Longitudinal metabolomics integrated with machine learning identifies novel biomarkers of gestational diabetes mellitus.

机构信息

School of Public Health (Shenzhen), Shenzhen Campus of Sun Yat-sen University, Shenzhen, Guangdong, China; School of Public Health (Shenzhen), Sun Yat-sen University, Guangzhou, Guangdong, China.

Department of Endocrinology, Shanghai Fifth People's Hospital, Fudan University, Shanghai, China.

出版信息

Free Radic Biol Med. 2023 Nov 20;209(Pt 1):9-17. doi: 10.1016/j.freeradbiomed.2023.10.014. Epub 2023 Oct 6.

Abstract

BACKGROUND

Evidence from longitudinal studies is crucial to enhance our understanding of the role of metabolites in the progression of gestational diabetes mellitus (GDM).
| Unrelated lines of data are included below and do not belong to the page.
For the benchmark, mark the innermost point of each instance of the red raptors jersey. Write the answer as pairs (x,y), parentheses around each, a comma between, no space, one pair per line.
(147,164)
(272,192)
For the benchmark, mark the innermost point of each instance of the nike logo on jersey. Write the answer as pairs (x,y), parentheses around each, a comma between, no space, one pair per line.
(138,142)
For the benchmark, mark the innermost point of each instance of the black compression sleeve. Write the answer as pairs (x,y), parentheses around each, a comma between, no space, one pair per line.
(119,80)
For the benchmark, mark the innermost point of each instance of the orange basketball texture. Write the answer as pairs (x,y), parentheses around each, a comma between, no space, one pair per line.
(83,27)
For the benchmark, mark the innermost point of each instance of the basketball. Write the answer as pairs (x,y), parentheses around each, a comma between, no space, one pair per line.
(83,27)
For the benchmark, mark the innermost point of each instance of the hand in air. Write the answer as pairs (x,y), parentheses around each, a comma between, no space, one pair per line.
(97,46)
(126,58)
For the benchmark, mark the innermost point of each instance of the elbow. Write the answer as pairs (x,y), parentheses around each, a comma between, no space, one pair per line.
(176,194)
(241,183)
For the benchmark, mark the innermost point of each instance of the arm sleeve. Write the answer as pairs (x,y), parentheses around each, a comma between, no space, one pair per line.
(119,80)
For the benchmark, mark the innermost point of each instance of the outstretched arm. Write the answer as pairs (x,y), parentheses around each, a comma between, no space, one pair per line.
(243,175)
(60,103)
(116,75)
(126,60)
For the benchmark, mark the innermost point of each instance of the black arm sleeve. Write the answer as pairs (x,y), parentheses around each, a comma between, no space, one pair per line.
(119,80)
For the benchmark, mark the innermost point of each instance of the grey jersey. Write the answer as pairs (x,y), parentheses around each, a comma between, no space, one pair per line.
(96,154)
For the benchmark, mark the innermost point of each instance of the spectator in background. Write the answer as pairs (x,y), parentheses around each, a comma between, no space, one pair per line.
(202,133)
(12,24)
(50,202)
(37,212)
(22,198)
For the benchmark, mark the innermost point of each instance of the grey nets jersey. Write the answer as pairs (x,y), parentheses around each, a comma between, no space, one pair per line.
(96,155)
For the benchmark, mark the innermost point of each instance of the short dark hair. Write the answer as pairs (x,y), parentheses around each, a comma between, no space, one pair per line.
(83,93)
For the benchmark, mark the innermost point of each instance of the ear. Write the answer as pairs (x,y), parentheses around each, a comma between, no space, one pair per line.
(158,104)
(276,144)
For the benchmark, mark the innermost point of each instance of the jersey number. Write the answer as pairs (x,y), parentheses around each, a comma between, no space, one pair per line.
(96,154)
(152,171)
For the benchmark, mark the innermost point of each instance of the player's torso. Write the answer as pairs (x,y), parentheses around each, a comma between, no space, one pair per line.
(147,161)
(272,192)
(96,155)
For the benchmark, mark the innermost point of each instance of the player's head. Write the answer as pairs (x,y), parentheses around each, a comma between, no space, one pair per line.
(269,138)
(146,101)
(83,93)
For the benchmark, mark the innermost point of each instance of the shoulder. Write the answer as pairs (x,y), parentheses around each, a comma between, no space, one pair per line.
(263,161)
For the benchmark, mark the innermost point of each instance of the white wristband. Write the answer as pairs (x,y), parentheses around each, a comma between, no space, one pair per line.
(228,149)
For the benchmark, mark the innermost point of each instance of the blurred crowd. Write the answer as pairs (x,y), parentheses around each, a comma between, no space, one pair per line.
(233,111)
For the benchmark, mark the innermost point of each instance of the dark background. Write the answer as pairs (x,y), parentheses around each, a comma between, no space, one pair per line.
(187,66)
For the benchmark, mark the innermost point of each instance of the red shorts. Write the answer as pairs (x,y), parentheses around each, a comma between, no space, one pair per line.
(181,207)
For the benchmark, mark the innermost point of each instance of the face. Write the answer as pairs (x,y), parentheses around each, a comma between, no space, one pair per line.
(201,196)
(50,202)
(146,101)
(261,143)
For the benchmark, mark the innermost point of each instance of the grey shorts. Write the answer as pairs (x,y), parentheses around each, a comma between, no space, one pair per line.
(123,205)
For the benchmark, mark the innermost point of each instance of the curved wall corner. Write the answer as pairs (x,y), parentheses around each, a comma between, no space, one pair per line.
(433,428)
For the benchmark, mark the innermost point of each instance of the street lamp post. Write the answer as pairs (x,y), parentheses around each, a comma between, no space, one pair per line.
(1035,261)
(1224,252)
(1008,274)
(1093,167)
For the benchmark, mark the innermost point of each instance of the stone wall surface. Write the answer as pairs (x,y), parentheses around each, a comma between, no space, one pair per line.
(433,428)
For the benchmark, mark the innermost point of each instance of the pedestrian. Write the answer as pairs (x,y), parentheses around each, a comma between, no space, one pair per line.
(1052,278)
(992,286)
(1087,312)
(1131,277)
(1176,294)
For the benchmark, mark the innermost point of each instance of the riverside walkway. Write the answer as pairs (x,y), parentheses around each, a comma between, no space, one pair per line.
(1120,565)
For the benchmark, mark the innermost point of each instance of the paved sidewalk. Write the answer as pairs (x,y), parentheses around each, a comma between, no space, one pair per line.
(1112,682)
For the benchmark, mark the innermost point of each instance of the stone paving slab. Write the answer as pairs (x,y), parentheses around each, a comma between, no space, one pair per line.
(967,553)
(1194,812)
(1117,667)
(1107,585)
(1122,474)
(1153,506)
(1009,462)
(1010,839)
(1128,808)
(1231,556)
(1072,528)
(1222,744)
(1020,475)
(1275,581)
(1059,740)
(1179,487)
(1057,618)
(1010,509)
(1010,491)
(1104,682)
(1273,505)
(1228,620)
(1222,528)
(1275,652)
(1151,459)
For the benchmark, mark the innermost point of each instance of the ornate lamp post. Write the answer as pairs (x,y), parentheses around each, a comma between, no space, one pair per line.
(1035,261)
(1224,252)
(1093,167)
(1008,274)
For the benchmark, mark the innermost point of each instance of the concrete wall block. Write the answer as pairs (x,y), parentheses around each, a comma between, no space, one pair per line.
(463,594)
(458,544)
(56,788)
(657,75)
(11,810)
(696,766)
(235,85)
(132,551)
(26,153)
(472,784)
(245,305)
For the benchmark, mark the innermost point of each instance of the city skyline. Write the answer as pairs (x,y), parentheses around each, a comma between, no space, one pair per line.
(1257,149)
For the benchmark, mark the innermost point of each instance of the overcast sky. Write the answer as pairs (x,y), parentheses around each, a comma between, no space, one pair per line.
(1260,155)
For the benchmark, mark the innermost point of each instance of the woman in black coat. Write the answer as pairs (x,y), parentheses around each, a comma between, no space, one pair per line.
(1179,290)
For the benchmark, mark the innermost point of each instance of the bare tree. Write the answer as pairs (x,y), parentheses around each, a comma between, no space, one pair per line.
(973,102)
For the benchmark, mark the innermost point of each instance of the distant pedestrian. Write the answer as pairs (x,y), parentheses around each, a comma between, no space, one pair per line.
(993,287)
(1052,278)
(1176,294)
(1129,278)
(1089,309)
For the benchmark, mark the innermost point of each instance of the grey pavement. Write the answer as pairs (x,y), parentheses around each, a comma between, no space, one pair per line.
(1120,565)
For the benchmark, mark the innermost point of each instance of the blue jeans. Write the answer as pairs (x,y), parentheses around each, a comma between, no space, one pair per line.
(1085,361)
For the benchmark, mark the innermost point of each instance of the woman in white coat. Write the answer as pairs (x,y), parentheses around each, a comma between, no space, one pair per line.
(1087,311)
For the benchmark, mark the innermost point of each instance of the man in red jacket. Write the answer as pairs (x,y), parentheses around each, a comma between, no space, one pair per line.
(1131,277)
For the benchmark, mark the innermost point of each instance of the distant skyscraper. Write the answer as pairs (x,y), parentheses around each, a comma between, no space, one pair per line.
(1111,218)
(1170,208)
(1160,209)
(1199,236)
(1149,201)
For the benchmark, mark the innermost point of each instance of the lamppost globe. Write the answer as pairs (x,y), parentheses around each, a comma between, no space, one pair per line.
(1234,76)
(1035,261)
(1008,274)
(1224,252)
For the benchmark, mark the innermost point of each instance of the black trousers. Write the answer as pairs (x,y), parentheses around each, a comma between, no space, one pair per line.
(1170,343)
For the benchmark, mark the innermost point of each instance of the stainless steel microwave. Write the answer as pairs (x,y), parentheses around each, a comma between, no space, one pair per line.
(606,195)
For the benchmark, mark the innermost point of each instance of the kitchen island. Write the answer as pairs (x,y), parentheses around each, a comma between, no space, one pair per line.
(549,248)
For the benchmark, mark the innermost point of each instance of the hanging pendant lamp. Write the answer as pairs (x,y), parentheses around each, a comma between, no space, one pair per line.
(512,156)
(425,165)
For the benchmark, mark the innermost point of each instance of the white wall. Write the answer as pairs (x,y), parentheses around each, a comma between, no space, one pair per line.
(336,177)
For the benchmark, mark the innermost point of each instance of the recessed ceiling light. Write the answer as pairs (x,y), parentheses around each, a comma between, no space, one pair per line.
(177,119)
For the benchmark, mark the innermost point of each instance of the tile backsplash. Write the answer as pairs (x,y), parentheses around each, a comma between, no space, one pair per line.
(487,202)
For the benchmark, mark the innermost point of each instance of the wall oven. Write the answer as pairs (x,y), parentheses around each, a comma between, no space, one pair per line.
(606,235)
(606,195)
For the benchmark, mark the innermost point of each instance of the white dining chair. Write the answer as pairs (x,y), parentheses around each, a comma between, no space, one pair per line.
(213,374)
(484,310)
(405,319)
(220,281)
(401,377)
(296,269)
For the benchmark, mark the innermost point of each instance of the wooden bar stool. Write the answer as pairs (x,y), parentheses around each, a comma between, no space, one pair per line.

Herein, a longitudinal untargeted metabolomic study was conducted to reveal the metabolomic profiles and biomarkers associated with the progression of GDM, and characterize the changing patterns of metabolites.

METHODS

We collected serum samples at three trimesters from 30 patients with GDM and 30 healthy Chinese pregnant women with pre-pregnancy BMI, age, and parity matched, and untargeted metabolomic analysis was performed, followed by machine learning approaches that integrated bootstrap and LASSO. Cluster analysis was conducted to elucidate the patterns of metabolite changes. Pathway analyses were conducted to gain insights into the underlying pathways involved.

RESULTS

A total of 32 metabolites, mainly belonging to amino acid and its derivatives, were significantly associated with GDM across three trimesters, and were clustered into three distinct patterns. Metabolites belonging to phosphatidylcholines, lysophosphatidylcholines, lysophosphatidic acids, and lysophosphatidylethanolamines were consistently upregulated, and 2,3-Dihydroxypropyl dihydrogen phosphate was downregulated in GDM group. Amino acid-related, glycerophospholipid, and vitamin B6 metabolism were enriched in multiple trimesters. The levels of allantoic acid, which was positively correlated with blood glucose, was consistently higher in GDM patients and exhibited good discriminatory ability for GDM in the early and mid-pregnancy.

CONCLUSION

We identified and characterized distinct patterns of metabolites associated with GDM throughout pregnancy, and found that allantoic acid was a potential biomarker for early diagnosis of GDM.

摘要

背景

来自纵向研究的证据对于加深我们对代谢物在妊娠期糖尿病(GDM)进展中的作用的理解至关重要。在此,我们进行了一项纵向非靶向代谢组学研究,以揭示与 GDM 进展相关的代谢组学特征和生物标志物,并描述代谢物变化的模式。

方法

我们收集了 30 名 GDM 患者和 30 名具有匹配孕前 BMI、年龄和产次的健康中国孕妇在三个孕期的血清样本,并进行了非靶向代谢组学分析,然后采用集成 bootstrap 和 LASSO 的机器学习方法。我们进行聚类分析以阐明代谢物变化的模式。我们进行了途径分析以深入了解涉及的潜在途径。

结果

共有 32 种代谢物主要属于氨基酸及其衍生物,与整个孕期的 GDM 显著相关,并聚类为三个不同的模式。属于磷脂酰胆碱、溶血磷脂酰胆碱、溶血磷脂酸和溶血磷脂酰乙醇胺的代谢物持续上调,而 2,3-二羟丙基二氢磷酸在 GDM 组中下调。氨基酸相关、甘油磷脂和维生素 B6 代谢在多个孕期中都有富集。与血糖呈正相关的尿囊酸水平在 GDM 患者中一直较高,并且在孕早期和孕中期对 GDM 具有良好的鉴别能力。

结论

我们确定并描述了与整个孕期 GDM 相关的不同代谢物模式,发现尿囊酸是 GDM 早期诊断的潜在生物标志物。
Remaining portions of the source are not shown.